Cada vez mais o Judiciário é chamado a decidir sobre situações que afetam a vida de todos. A busca de uma existência mais feliz e harmônica é a razão de ser da atividade jurisdicional.
Em Penápolis temos ótimos Juízes, assim como ótimos Promotores. Pessoas com dedicação, capacidade de renúncia, entusiasmo, reflexão, estudos permanentes e trabalho excessivo! Com uma responsabilidade enorme de nos fazer acreditar em dias melhores.
Muitas pessoas olham para o fórum e pensam que a justiça é demorada, mas o termo: “demora”, referindo-se ao nosso fórum de Penápolis é usado de forma equivocada! Quando uma pessoa “demora” em fazer algo, dá uma impressão de descaso, desleixo, esquecimento!
Como cidadão penapolense não aceito esses termos! Só Deus sabe o tanto que trabalham esses escreventes, oficiais de justiça, juízes, promotores, oficiais de promotoria, etc.

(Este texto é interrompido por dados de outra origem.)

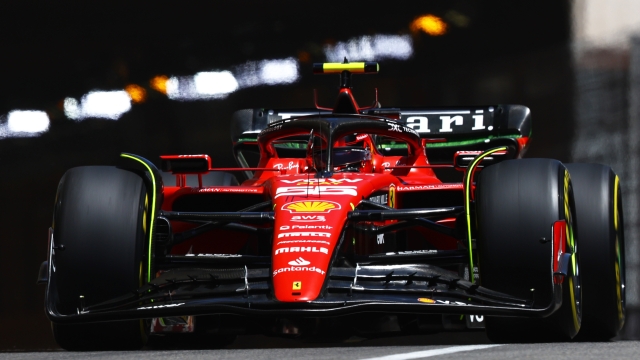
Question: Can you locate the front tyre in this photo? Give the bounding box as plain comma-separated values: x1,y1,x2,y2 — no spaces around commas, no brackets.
476,159,582,343
566,164,625,341
52,166,147,350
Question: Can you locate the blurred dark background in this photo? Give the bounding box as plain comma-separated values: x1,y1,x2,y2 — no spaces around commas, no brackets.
0,0,638,350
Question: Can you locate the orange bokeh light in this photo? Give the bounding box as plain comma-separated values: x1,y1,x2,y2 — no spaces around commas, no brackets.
150,75,169,95
124,84,147,104
410,15,447,36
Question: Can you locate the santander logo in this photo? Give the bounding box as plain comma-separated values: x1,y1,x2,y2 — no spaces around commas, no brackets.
289,257,311,266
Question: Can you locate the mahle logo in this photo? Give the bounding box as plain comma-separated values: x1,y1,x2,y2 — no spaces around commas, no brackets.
282,201,341,213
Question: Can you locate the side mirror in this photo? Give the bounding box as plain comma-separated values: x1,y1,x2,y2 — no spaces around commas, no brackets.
307,129,318,172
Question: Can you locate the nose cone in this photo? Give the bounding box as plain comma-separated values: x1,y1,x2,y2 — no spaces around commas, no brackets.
272,199,350,302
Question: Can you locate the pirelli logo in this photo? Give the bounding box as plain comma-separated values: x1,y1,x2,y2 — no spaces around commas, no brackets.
275,246,329,255
282,201,340,213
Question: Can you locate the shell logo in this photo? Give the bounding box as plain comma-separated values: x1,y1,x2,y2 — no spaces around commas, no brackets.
282,201,341,213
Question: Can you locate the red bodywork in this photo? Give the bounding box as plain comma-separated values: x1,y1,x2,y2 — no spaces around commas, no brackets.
162,88,476,302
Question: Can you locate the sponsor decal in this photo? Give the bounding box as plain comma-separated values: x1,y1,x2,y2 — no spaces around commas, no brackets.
278,232,331,239
185,254,242,258
274,186,358,198
389,124,402,132
280,178,362,185
137,303,185,310
273,261,326,276
280,225,333,230
292,281,302,290
258,124,282,136
418,298,436,304
282,201,342,213
291,215,327,222
198,186,263,193
273,161,300,170
274,246,329,255
396,184,462,191
436,300,467,306
386,250,438,255
406,110,493,134
289,257,311,266
276,240,331,245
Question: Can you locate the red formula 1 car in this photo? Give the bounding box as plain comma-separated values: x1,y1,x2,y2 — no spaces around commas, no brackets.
40,63,625,349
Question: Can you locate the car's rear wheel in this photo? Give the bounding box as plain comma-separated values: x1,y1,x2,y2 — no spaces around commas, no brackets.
476,159,582,342
52,166,148,350
566,164,625,341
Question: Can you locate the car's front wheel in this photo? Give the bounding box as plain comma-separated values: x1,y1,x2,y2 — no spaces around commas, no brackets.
52,166,148,350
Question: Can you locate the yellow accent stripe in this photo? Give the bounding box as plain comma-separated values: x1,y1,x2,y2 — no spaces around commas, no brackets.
120,154,156,282
322,62,368,74
569,276,580,332
464,146,507,282
613,175,619,232
613,175,624,323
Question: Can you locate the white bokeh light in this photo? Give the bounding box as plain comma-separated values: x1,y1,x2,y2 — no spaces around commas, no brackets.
324,35,413,62
7,110,49,133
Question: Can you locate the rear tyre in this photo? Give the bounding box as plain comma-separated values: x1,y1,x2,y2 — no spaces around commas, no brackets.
567,164,625,341
52,166,147,350
476,159,582,343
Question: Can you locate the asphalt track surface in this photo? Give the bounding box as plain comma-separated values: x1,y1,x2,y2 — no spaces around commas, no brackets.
0,333,640,360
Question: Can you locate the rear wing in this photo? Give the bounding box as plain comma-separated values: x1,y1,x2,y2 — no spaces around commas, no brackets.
231,105,531,147
231,105,531,175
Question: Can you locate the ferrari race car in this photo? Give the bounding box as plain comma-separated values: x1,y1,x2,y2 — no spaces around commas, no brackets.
39,59,625,350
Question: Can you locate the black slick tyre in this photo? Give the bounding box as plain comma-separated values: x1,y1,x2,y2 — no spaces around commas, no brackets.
52,166,148,350
566,164,625,341
476,159,582,343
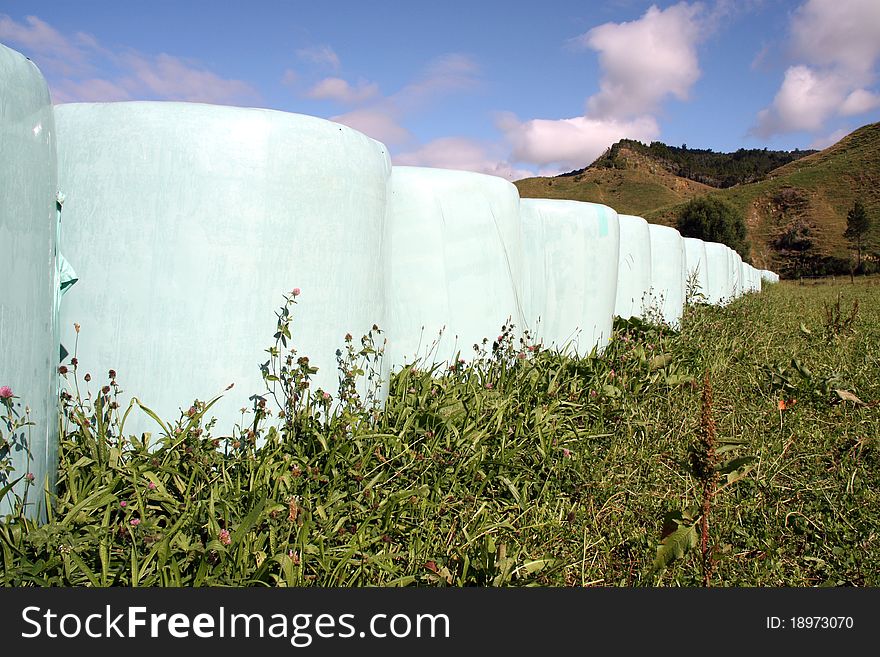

Fui estagiário no fórum e acompanhei de perto a rotina deles, e observei que eles podem ter mil acertos, mas caso haja um erro, alguns da sociedade apontarão o erro. Como se o ser humano fosse infalível!
Escrevo para aqueles que indagam: “O que os funcionários fazem dentro do fórum para um processo demorar tanto, sendo algumas coisas tão simples?”
Querido munícipe, caso você seja uma pessoa que afirme isso, peço que fique pelo menos um dia dentro do fórum. Esse pré-conceito com funcionalismo público não deve ser ilustrado para os nossos dedicados funcionários, que batalham para fazer a máquina judiciária de Penápolis funcionar.
Perceberá também que existe uma burocracia que deve ser respeitada em virtude da Lei, e que eles devem dar conta de milhares de processos, respeitando todos os atos, dentre eles: Organizar, preparar a capa, ler, carimbar, cadastrar, dar conta de prazos, atender o balcão, subir escadas, descer escadas, sentenciar, oficiar, pronunciar, condenar, etc...
Sendo certo, que muitos vão além do que lhes foram atribuídos quando ingressados em seus respectivos cargos.
Superada esta etapa, você perceberá que um dia de trabalho é pouco e insuficiente para atender a demanda e que o problema não está nos funcionários.
Concluindo! Parabenizo o Judiciário da Comarca de Penápolis, e sei o tanto que vocês se esforçam por nós penapolenses e os munícipes das demais cidades. Que Deus os abençoe sempre.